The Backyard Quarry, Part 6: Scaling the Quarry

So far, the Backyard Quarry system has worked well.

We have:

  • a schema
  • a capture process
  • stored assets
  • searchable data
  • digital twins

For a small dataset, everything feels manageable.

A few rocks here and there.

A handful of records.

It’s easy to reason about the system.

When the Dataset Grows

The moment the dataset starts to grow, the assumptions change.

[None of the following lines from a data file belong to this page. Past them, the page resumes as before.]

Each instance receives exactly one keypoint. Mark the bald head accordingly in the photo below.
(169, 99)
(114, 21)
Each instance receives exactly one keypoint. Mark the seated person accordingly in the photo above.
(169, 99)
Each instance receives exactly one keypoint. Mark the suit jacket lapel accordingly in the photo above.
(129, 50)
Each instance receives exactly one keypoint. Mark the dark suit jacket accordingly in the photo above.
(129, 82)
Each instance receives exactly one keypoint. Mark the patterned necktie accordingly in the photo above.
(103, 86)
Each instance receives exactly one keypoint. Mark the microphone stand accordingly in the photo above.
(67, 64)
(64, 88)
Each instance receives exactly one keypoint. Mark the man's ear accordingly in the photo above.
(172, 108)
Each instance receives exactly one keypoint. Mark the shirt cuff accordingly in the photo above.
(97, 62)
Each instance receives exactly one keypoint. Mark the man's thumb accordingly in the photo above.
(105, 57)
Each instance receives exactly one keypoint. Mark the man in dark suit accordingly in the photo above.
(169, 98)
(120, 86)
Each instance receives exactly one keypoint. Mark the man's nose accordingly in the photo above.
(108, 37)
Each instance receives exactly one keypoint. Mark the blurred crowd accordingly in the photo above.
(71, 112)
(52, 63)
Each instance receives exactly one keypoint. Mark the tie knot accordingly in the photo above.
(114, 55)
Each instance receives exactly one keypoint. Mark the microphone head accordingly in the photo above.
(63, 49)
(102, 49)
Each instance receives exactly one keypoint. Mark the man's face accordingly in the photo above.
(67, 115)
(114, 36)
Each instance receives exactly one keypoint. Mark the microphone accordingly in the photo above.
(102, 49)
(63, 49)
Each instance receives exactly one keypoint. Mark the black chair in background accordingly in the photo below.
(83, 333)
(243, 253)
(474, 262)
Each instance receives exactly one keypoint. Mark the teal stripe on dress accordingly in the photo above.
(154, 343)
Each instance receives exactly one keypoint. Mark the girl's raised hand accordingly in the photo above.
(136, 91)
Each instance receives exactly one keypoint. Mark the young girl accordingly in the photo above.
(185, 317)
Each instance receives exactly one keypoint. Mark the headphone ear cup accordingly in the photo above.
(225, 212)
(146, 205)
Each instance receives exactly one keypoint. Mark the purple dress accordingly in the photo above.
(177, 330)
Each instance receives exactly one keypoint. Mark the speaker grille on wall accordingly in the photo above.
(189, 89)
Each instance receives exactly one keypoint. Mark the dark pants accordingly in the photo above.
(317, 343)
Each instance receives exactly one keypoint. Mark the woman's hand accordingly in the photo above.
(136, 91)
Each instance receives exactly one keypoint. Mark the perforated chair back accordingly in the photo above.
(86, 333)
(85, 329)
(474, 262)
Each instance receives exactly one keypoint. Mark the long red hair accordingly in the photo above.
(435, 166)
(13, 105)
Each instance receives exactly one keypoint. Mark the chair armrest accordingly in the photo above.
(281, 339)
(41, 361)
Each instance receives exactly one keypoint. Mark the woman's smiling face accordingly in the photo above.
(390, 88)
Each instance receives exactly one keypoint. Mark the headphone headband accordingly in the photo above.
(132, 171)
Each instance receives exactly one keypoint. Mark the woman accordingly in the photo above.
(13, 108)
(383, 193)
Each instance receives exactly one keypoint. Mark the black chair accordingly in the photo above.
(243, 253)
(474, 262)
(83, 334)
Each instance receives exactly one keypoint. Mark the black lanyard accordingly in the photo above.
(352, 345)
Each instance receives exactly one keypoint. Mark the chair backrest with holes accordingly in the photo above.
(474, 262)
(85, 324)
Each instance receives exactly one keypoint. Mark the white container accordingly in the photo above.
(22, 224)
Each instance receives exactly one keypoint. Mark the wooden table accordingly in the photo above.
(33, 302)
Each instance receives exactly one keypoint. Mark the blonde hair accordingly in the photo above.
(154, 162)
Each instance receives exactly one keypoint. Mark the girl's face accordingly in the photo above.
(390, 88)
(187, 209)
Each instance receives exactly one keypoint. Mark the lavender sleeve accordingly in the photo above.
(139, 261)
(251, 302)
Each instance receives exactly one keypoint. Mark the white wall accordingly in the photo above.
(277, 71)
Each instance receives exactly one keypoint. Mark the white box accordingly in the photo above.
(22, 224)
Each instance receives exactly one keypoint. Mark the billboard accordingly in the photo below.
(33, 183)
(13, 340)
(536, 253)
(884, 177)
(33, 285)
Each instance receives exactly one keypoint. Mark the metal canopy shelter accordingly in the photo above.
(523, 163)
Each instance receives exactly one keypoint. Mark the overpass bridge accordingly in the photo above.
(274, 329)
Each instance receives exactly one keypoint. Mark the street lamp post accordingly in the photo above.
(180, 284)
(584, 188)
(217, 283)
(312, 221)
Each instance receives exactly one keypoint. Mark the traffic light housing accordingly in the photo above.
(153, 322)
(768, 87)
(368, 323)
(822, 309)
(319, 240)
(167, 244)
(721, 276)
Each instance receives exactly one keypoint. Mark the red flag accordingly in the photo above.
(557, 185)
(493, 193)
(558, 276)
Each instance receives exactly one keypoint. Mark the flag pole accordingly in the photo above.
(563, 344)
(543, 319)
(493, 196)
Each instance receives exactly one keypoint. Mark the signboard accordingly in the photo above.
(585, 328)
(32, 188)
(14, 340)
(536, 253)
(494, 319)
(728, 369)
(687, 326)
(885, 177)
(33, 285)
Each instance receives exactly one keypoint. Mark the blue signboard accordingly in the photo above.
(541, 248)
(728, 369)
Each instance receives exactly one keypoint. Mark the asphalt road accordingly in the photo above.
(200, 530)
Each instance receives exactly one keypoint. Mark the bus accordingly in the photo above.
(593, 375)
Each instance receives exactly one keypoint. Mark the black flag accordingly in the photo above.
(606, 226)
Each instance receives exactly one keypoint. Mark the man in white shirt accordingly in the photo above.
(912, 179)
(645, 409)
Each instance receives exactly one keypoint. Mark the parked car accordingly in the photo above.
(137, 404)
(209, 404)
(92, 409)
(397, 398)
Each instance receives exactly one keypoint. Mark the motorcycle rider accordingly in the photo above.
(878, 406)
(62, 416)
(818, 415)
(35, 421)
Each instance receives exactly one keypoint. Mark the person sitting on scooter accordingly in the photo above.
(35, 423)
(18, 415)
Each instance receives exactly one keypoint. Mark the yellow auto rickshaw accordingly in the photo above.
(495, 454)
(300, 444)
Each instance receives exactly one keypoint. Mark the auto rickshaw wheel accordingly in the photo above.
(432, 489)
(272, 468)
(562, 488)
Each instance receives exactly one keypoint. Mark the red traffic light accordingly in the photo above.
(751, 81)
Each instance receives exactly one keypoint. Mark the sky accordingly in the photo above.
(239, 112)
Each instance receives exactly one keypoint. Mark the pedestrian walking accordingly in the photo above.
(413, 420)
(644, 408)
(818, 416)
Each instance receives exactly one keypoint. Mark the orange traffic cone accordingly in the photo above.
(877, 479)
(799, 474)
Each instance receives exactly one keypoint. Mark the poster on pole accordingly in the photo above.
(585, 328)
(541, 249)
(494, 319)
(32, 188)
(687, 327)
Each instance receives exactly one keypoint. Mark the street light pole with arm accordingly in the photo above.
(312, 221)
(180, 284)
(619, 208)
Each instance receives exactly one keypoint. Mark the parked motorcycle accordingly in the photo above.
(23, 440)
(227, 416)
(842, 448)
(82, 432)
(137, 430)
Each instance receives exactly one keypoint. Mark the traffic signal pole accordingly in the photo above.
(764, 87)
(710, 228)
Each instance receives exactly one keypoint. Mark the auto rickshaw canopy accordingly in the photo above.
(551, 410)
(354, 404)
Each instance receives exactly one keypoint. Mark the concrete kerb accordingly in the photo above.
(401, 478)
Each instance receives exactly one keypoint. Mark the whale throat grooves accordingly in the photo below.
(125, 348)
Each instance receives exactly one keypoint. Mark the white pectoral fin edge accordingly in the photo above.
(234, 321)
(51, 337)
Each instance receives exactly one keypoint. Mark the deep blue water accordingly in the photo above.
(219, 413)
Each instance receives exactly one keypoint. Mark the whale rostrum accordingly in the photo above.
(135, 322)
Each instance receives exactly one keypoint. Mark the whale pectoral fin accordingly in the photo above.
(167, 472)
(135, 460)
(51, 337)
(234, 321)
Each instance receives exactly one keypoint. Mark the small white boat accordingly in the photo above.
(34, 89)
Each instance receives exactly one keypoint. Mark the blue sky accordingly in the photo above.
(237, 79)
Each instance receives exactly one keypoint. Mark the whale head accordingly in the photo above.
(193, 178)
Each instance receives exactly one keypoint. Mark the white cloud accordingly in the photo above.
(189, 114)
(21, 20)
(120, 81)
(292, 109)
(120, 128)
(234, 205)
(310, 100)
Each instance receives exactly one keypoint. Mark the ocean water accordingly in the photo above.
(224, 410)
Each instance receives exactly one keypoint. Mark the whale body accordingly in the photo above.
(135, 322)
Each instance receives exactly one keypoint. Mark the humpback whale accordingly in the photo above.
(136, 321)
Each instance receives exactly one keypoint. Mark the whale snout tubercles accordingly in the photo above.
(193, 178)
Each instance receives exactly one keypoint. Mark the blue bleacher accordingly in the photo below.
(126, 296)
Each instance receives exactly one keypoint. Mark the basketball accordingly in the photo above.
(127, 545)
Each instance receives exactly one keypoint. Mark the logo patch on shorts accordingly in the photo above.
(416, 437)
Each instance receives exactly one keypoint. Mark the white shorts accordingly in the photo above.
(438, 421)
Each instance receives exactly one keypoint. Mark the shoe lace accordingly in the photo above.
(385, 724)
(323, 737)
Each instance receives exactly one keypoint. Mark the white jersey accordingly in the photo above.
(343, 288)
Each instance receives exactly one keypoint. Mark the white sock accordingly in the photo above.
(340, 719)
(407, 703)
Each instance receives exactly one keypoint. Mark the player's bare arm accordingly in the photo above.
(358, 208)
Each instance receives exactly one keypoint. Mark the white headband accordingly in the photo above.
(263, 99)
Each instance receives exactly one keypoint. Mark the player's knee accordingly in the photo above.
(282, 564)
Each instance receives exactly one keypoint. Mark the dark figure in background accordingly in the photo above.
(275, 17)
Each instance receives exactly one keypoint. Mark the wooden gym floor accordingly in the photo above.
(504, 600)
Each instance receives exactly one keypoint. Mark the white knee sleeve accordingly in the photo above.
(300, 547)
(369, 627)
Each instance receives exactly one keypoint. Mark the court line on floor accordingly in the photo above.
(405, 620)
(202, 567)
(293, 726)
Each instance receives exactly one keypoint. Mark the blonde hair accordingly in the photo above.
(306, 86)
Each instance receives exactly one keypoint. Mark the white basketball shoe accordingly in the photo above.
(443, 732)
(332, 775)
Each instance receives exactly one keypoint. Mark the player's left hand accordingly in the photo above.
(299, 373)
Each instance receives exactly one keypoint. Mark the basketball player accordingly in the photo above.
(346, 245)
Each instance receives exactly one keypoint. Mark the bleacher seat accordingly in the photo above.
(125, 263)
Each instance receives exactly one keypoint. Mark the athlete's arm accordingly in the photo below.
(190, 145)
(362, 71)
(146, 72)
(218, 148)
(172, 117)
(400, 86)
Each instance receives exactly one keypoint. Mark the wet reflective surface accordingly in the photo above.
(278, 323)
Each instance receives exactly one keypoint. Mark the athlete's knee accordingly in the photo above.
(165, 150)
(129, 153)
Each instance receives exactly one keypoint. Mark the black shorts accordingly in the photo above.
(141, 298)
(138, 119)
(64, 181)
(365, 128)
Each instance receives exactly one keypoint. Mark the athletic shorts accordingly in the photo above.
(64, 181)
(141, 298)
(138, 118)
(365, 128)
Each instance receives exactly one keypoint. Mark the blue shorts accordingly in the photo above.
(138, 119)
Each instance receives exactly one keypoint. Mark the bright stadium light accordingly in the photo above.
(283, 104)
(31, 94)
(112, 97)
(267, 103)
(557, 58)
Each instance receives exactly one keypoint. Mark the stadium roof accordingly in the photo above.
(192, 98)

Instead of a few rocks, imagine:

  • hundreds
  • thousands
  • eventually, many thousands

At that point, a few new questions appear:

  • How do we process incoming data efficiently?
  • Where do we store large assets?
  • How do we keep queries fast?
  • What happens when processing takes longer than capture?

These are the same questions that show up in any system dealing with real-world data.

The Pipeline Becomes the System

At small scale, the pipeline is implicit.

You take a photo.

You upload it.

You update a record.

At larger scale, that approach breaks down.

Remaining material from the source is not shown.